An accidental fire caused by a series of explosions at a power station in May cut electricity to half a million buildings and contributed to electricity prices in Queensland spiking for the second quarter of 2021 up to $128/MWh. As a result of the fire, one of the power station’s four generating units was seriously damaged.
According to a government statement published on Monday, the fourth unit will return to service by December next year.
“The entire Callide team have displayed an unwavering focus on returning the units safely and have worked methodically through the return to service process,” minister for energy, renewables and hydrogen Mick de Brenni said.

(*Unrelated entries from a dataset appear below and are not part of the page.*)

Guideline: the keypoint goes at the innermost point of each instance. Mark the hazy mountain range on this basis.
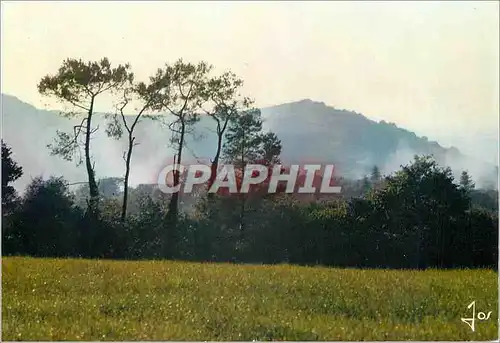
(310, 132)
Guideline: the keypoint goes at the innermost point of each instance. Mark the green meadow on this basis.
(74, 299)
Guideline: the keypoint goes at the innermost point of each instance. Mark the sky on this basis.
(430, 67)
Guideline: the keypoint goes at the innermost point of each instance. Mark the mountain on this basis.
(310, 132)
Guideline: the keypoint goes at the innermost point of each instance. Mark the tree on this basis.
(223, 98)
(146, 94)
(11, 171)
(246, 144)
(181, 92)
(466, 182)
(421, 204)
(45, 224)
(375, 176)
(78, 84)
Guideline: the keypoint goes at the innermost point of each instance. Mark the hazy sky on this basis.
(429, 67)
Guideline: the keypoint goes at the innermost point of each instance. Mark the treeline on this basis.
(416, 218)
(419, 217)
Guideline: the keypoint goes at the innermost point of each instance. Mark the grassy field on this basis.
(63, 299)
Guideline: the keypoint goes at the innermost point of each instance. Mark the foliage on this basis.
(11, 171)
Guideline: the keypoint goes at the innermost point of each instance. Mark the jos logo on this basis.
(481, 316)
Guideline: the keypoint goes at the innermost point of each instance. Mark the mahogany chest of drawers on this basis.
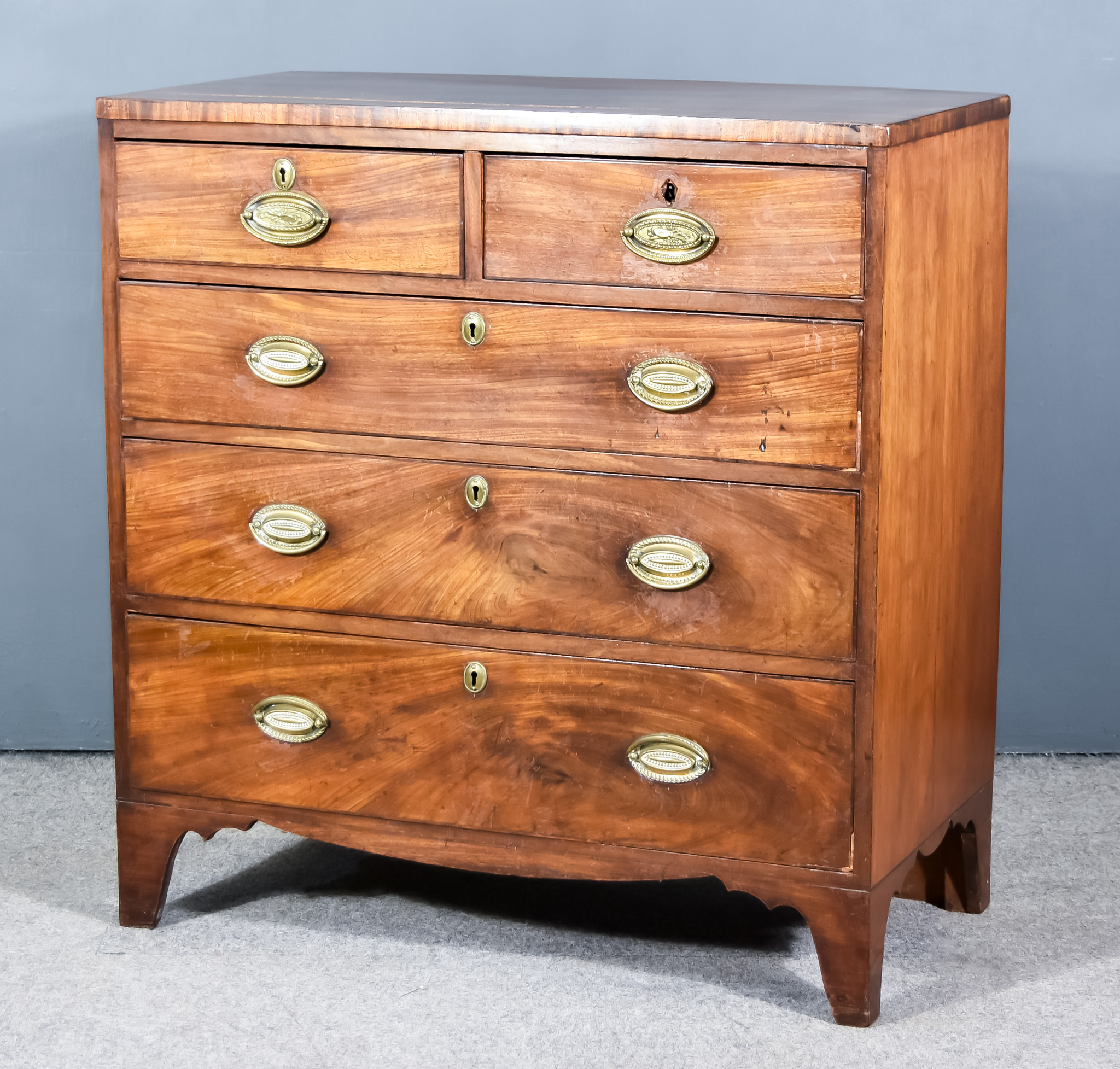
(563, 478)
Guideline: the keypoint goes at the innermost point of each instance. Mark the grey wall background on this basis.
(1059, 61)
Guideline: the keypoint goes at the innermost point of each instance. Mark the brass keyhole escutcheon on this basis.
(284, 174)
(474, 677)
(476, 492)
(473, 328)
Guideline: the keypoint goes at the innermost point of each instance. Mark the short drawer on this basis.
(781, 392)
(547, 552)
(542, 750)
(389, 212)
(778, 230)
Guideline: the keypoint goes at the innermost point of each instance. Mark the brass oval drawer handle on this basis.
(283, 217)
(285, 361)
(669, 235)
(287, 529)
(668, 759)
(669, 383)
(668, 562)
(290, 719)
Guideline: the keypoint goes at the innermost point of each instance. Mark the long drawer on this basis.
(542, 750)
(782, 392)
(547, 552)
(775, 230)
(389, 212)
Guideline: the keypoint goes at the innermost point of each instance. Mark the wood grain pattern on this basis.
(720, 111)
(148, 838)
(541, 751)
(390, 212)
(780, 230)
(942, 438)
(785, 392)
(847, 308)
(505, 456)
(463, 141)
(114, 462)
(847, 920)
(547, 553)
(494, 638)
(868, 532)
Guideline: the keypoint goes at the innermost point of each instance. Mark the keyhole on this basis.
(473, 329)
(477, 490)
(474, 677)
(284, 174)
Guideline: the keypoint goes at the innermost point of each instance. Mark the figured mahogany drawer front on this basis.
(781, 392)
(389, 212)
(547, 552)
(542, 750)
(778, 230)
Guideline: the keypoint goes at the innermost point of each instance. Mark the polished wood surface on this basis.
(843, 650)
(390, 212)
(785, 392)
(504, 456)
(847, 308)
(464, 141)
(541, 750)
(939, 513)
(720, 111)
(546, 553)
(114, 463)
(148, 838)
(495, 638)
(780, 230)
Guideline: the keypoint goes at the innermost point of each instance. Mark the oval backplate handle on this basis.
(285, 361)
(668, 759)
(283, 217)
(668, 562)
(669, 235)
(289, 719)
(287, 529)
(669, 383)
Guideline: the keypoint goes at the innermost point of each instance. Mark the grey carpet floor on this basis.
(281, 953)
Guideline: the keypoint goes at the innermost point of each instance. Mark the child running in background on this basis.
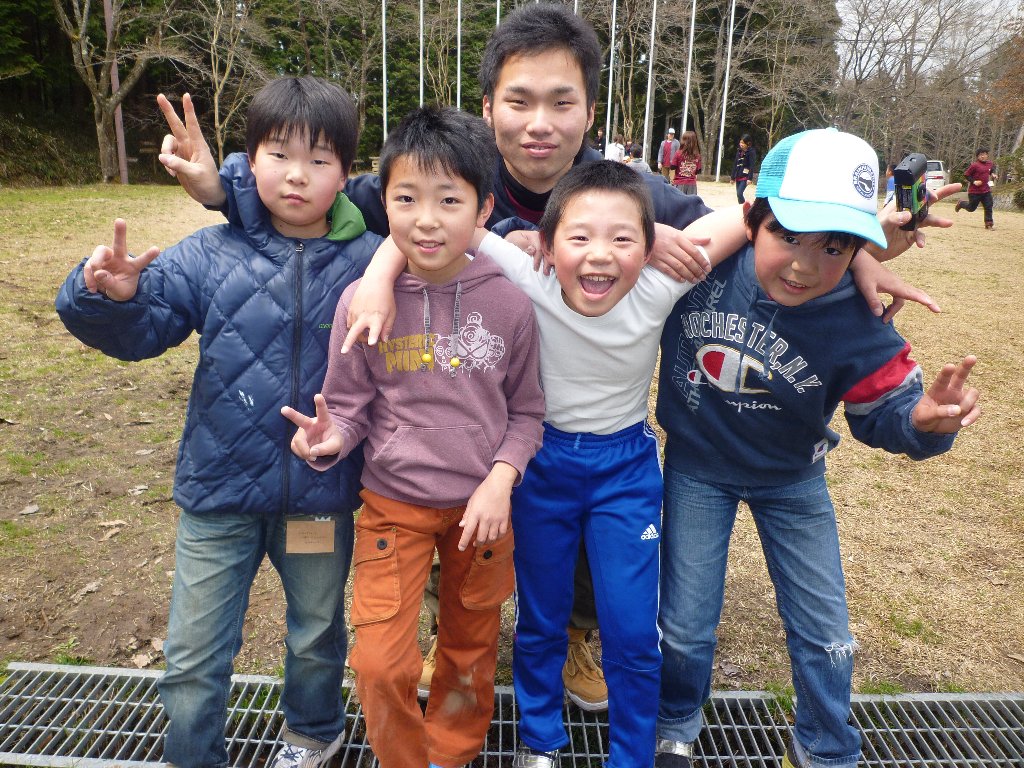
(754, 364)
(979, 189)
(687, 164)
(259, 295)
(451, 409)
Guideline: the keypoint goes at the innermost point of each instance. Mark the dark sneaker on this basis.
(669, 754)
(527, 758)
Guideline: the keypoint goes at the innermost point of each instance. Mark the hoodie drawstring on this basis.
(427, 356)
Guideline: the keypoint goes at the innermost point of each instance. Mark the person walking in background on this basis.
(890, 183)
(742, 169)
(686, 163)
(615, 151)
(636, 161)
(667, 154)
(979, 190)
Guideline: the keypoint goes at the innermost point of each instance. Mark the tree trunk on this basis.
(107, 141)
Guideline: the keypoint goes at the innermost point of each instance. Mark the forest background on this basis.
(941, 77)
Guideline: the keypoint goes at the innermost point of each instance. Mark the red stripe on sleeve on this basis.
(885, 379)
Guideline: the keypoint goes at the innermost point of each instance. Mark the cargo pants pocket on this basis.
(376, 595)
(491, 579)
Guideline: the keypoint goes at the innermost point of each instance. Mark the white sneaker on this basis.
(527, 758)
(292, 756)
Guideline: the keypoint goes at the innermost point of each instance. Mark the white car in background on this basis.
(936, 175)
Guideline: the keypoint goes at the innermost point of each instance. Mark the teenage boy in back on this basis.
(451, 409)
(754, 364)
(596, 480)
(261, 296)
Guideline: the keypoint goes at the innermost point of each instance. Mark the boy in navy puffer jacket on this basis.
(262, 297)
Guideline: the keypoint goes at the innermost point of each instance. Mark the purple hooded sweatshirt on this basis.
(433, 429)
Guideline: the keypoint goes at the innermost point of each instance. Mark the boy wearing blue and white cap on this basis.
(755, 361)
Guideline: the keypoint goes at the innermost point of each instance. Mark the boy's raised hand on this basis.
(185, 155)
(900, 240)
(112, 271)
(947, 406)
(317, 435)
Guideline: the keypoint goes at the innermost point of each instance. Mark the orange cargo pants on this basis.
(394, 546)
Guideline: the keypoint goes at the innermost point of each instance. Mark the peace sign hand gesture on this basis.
(316, 436)
(112, 271)
(185, 155)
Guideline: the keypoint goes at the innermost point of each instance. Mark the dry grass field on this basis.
(934, 551)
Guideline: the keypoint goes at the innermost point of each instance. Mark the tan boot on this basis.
(582, 677)
(429, 665)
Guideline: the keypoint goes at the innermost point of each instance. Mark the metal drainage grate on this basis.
(87, 716)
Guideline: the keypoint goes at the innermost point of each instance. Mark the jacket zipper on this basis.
(294, 396)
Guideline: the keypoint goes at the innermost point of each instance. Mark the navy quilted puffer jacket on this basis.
(263, 305)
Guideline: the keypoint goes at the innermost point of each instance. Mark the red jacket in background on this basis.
(979, 171)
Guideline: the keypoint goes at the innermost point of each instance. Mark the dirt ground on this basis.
(933, 551)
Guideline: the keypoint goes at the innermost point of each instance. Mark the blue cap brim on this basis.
(802, 216)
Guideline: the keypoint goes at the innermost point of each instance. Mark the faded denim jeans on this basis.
(800, 541)
(217, 557)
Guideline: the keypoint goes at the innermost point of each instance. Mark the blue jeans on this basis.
(217, 557)
(740, 186)
(800, 541)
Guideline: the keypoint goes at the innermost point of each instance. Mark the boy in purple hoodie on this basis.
(979, 189)
(451, 408)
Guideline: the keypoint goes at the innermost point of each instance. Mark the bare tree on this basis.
(94, 54)
(227, 37)
(795, 82)
(908, 74)
(348, 42)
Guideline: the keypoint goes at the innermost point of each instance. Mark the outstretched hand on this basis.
(678, 256)
(947, 406)
(873, 279)
(112, 271)
(900, 240)
(316, 435)
(185, 155)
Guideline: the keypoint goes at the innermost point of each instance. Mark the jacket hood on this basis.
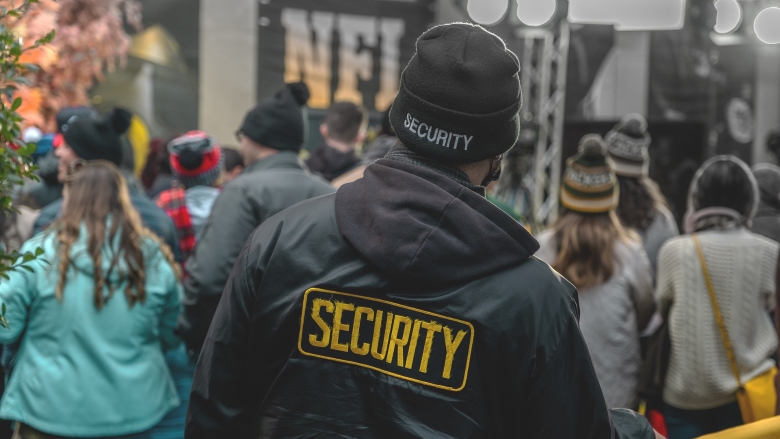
(419, 226)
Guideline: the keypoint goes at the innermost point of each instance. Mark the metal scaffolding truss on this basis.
(533, 186)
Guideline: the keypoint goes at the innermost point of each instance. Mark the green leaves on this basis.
(15, 163)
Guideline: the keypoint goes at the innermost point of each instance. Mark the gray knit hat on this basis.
(589, 183)
(627, 144)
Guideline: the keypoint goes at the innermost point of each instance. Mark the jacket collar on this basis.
(280, 160)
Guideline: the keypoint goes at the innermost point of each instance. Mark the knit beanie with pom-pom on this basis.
(99, 138)
(628, 144)
(279, 122)
(589, 184)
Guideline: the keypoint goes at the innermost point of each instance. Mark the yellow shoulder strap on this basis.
(724, 335)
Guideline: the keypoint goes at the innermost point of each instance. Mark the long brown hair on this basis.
(640, 199)
(586, 246)
(96, 196)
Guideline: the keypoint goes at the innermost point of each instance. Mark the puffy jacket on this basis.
(81, 371)
(265, 188)
(405, 305)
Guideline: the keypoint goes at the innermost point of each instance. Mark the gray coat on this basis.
(264, 189)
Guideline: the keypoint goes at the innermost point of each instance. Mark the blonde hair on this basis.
(97, 192)
(586, 246)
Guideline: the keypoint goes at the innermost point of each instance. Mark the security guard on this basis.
(406, 305)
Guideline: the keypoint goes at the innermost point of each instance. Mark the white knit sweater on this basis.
(742, 266)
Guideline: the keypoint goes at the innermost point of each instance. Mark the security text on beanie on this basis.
(436, 135)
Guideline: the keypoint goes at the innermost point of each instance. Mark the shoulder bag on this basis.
(757, 397)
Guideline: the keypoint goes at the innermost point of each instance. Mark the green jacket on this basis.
(81, 371)
(264, 189)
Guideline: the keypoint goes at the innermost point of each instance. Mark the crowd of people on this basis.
(212, 292)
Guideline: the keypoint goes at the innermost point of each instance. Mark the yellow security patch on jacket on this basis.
(391, 338)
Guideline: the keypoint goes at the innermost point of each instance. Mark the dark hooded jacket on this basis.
(405, 305)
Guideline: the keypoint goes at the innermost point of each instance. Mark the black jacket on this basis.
(403, 306)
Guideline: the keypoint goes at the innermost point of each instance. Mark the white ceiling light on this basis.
(487, 12)
(767, 25)
(535, 12)
(629, 14)
(729, 16)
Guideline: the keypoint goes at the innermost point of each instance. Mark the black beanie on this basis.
(459, 98)
(277, 122)
(98, 139)
(71, 114)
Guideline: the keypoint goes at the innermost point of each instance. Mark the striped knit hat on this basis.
(589, 184)
(627, 144)
(196, 159)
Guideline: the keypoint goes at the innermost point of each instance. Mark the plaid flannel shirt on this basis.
(173, 203)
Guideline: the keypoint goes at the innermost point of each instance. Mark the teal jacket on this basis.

“I thank them for this achievement.”
Getting unit C3 back up and running has returned the power station’s capacity to almost 75%. Since June units B1 and B2 have also been brought back online.
Once the C3 unit ramps up to full capacity, the minister said the power station would generate up to 1,120 megawatts of energy for the national electricity grid.
The power station comprises two power plants with two generating units each (B1 and B2, and C3 and C4) is run by government owned CS Energy in a 50/50 joint venture with InterGen Australia. It was built in 2001 and is one of Queensland’s newest coal-fired power stations.
CS Energy CEO Andrew Bills said the agency was assisting with an independent investigation into the May fire being conducted by forensic engineer Dr Sean Brady.
“CS Energy is committed to understanding the facts that led to the C4 event so we can learn from it and improve the safety of our people and plant,” Bills said.